Kace usually peeps somewhere/anywhere between 5 & 7. Usually he'll go back to sleep, but not always. I'll pick him up, hold him, and if we're lucky, he'll sleep a few more minutes. If we're not lucky, I have to pass him off to Daddy, who is NOT a morning person (but getting a liiiittttttle better now that he doesn't really have a choice). I might make Kace a bottle.
Riley's so much better early than I expected him to be. He doesn't want to wake up, but who does? We move on. Get dressed, brush teeth, brush hair, grab stuff, and go. Of course it never goes that quickly in real life, but we try. I need to be out of the door by 6:45.
At work, I work with some amazing people. I'm blessed to work with 3 very special ladies on my team. Ladies who took care of me and my kids while I disappeared to go to the hospital last year. I was SO looking forward to taking care of them for a change and with my new schedule (Riley's schedule), they're still taking care of me. Bless their hearts. I love them though. I just don't have time to be with them. Heaven forbid I eat with my friends and relax. Instead, I'm trying to catch up on being behind.
I was used to being at work around 7. I can't drop Riley off until 7:15.....and when I say drop off, I mean I have to park, get out, and walk him in. Go through 3 crossing guards, 2 school zones, and about 482 stop signs...all seem to be in a 20 mph school zone. Oh my patience is being tested!! Then in the afternoon, after my kids go and the building is quiet, I have about an hour to prepare/plan before I have to go and pick Riley up. Not enough time I tell ya!
I depend on those special girls to do my job....make copies, finish planning, and then they have to fill me in. It stresses me out tremendously. They have their own selves, students, families, and jobs to take care of. UGH!
Back home and it's time to get dinner ready.....with Riley and Kace needing love, diapers, milk, conversation, a snack, some attention, etc. What I wouldn't give to sit and be with them at this time. If I do, I'm worrying about dinner, the clothes in the dryer, or the dishes in the dishwasher.
While I eat I'm feeding an impatient 9 month old or bribing a 4 year old to finish his meal. Sometimes both. My poor husband has a 2 hour drive to work and back and I never know when he'll be home.
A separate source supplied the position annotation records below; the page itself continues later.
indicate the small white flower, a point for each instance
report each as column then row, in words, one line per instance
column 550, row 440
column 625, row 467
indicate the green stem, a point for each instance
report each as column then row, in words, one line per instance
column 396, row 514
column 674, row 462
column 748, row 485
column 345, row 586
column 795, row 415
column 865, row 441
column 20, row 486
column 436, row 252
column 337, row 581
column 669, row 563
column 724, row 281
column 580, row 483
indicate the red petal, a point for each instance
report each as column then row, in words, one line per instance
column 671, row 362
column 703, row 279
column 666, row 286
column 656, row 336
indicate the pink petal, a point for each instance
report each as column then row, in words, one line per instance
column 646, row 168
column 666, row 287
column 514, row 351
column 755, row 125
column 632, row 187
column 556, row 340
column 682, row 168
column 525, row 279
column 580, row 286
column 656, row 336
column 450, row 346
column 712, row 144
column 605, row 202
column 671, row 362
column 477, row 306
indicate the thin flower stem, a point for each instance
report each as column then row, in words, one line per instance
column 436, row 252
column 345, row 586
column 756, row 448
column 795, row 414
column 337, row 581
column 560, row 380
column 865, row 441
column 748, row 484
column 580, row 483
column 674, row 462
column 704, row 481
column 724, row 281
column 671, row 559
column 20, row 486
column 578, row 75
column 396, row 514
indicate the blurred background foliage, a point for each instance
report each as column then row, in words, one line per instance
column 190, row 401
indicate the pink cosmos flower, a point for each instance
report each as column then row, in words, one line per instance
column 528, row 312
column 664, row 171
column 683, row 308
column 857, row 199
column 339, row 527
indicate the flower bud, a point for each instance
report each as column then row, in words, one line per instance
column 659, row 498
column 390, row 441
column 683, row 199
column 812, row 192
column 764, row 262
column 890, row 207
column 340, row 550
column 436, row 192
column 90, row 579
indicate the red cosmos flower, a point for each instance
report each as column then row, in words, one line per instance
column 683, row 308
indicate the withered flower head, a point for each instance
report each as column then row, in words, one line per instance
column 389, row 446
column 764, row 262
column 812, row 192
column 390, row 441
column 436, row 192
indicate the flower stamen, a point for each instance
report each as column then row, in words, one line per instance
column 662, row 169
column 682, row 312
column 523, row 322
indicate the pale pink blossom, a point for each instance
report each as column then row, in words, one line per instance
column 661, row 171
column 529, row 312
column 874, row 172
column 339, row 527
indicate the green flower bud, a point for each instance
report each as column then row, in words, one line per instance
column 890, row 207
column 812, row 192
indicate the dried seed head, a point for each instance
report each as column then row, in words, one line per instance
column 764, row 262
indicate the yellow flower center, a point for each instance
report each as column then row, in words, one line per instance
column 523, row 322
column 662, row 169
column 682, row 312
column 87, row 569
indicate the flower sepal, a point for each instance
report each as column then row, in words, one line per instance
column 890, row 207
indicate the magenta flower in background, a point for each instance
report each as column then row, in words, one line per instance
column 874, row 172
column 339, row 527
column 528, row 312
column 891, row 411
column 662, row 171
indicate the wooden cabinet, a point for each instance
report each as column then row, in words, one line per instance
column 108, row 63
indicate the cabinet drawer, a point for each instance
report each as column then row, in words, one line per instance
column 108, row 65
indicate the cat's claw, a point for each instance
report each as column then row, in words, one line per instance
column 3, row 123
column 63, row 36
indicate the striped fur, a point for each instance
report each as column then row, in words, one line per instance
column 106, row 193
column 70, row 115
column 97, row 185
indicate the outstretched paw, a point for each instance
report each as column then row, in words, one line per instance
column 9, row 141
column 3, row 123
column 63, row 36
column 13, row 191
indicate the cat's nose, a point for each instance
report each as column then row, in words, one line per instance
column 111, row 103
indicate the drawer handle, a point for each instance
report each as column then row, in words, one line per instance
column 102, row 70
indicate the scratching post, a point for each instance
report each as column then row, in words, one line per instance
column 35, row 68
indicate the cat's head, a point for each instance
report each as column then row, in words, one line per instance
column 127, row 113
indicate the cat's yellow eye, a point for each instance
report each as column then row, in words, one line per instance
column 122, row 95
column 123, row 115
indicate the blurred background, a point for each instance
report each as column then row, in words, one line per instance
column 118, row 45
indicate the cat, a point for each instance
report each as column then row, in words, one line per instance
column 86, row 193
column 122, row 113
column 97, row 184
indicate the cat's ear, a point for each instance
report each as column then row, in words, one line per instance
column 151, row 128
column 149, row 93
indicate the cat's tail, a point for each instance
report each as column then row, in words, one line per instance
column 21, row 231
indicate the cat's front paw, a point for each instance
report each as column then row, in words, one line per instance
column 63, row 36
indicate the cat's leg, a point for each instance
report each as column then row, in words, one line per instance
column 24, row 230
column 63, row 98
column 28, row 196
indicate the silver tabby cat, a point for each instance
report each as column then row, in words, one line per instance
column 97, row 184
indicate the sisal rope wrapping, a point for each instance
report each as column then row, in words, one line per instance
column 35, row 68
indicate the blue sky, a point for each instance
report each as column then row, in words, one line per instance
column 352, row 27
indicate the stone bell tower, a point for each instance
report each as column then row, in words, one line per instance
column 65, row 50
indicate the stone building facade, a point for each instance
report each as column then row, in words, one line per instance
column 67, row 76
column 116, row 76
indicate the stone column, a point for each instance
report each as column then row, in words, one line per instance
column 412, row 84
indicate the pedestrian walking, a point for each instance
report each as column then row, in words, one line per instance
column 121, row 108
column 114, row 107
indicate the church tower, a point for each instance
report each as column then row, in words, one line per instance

That's tough too. Sometimes 5, sometimes 7 or later....
Don't feel sorry for me, please understand that I love my children, love my husband (who has his own lengthy version of this blog too), love my home, my family, and my job more than ever. I just don't feel that I'm succeeding at any of them right now!! I miss my friends, I miss watching a movie with my husband, jeez....even a sitcom, a conversation. I know this will eventually be a breeze ...and I'll get the hang of it, right? In the mean time, bear with me, please. I'm honestly doing the best I can...and it's not good enough for me!
There you have it. My 6 minutes of alone time. I should've been working. Or going to the restroom or something.
Friday, August 20, 2010
We all loved the movie, of course, we knew we would. What a great "first!" Now to fill up that happy jar again!!